Regulatory Investigations & Defence
Regulatory investigations and defence represents institutions and individuals facing scrutiny from financial services regulators, capital market authorities, anti-corruption agencies, and the enforcement bodies that oversee compliance in the Gulf’s increasingly regulated commercial environment. Regulatory investigations are becoming more frequent, more sophisticated, and more consequential: the DFSA has increased enforcement actions significantly since 2020, CBUAE has imposed substantial AML fines, SAMA has tightened supervisory oversight, and the UAE’s new anti-corruption framework creates additional enforcement exposure.
Defence Advisory
Kaelo advises on: investigation response strategy (initial assessment of the investigation scope, potential exposure, and the institutional response that protects both the entity and individuals), document management (implementing litigation holds, organising production, managing privilege — critical in investigations where documentary evidence is the primary focus), witness preparation (preparing individuals to provide accurate, consistent testimony in regulatory interviews), regulatory settlement negotiation (engaging with regulators to resolve investigations through agreed outcomes that minimise penalties and reputational damage), and the remediation programmes (enhanced controls, training, governance improvements) that demonstrate institutional commitment to compliance and may mitigate enforcement outcomes.
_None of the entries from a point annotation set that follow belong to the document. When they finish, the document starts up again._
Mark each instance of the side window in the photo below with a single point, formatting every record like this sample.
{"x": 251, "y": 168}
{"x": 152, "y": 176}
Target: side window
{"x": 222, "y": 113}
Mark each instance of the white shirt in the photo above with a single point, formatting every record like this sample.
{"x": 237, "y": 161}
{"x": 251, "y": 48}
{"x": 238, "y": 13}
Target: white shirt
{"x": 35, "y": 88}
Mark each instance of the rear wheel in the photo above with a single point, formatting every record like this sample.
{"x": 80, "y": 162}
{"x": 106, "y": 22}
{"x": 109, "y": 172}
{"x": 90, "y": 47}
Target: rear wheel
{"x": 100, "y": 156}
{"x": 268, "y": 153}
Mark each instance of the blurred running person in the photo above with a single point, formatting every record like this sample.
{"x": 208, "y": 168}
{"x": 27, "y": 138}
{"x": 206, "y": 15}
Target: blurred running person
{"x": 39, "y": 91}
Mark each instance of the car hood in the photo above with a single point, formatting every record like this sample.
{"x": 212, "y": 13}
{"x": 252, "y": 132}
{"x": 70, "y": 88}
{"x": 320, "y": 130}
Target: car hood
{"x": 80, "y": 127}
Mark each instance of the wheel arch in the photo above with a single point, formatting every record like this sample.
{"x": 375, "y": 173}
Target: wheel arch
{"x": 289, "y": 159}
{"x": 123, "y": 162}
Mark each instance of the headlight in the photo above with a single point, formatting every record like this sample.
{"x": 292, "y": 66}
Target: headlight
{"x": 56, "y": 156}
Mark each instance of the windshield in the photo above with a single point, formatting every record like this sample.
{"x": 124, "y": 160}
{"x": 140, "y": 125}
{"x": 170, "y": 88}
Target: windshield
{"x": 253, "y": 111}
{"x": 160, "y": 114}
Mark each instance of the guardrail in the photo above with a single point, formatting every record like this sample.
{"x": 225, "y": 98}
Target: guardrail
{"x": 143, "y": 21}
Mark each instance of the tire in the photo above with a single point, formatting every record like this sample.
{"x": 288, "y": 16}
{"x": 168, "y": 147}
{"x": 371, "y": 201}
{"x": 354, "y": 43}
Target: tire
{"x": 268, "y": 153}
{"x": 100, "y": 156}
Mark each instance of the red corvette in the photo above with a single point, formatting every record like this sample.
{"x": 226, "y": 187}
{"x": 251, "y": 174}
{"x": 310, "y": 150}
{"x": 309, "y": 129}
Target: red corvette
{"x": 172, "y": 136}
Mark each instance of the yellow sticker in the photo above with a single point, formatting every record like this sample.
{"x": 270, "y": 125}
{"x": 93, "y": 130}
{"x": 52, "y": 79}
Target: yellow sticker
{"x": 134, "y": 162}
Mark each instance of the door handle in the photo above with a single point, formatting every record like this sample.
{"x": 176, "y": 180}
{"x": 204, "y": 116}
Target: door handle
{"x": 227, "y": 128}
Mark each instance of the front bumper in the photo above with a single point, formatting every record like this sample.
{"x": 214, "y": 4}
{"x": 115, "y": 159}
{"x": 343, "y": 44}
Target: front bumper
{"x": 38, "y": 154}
Our legal and compliance practices combine for comprehensive regulatory defence.
Voluntary Self-Disclosure
Voluntary self-disclosure — reporting compliance breaches to regulators before they are discovered — is an increasingly important strategic decision. Regulators (DFSA, MAS, OFAC, FCA) typically treat voluntary disclosure as a mitigating factor in enforcement decisions, potentially reducing penalties by 30-50%. The advisory mandate covers: disclosure decision analysis (assessing whether voluntary disclosure serves the institution’s interests given the specific breach, likelihood of independent detection, and the regulatory relationship), disclosure preparation, and the remediation programme that accompanies disclosure.
Regulatory defence is not about avoiding accountability — it is about ensuring that investigations are conducted fairly, that responses are proportionate and well-prepared, and that outcomes reflect the genuine circumstances rather than regulatory presumption.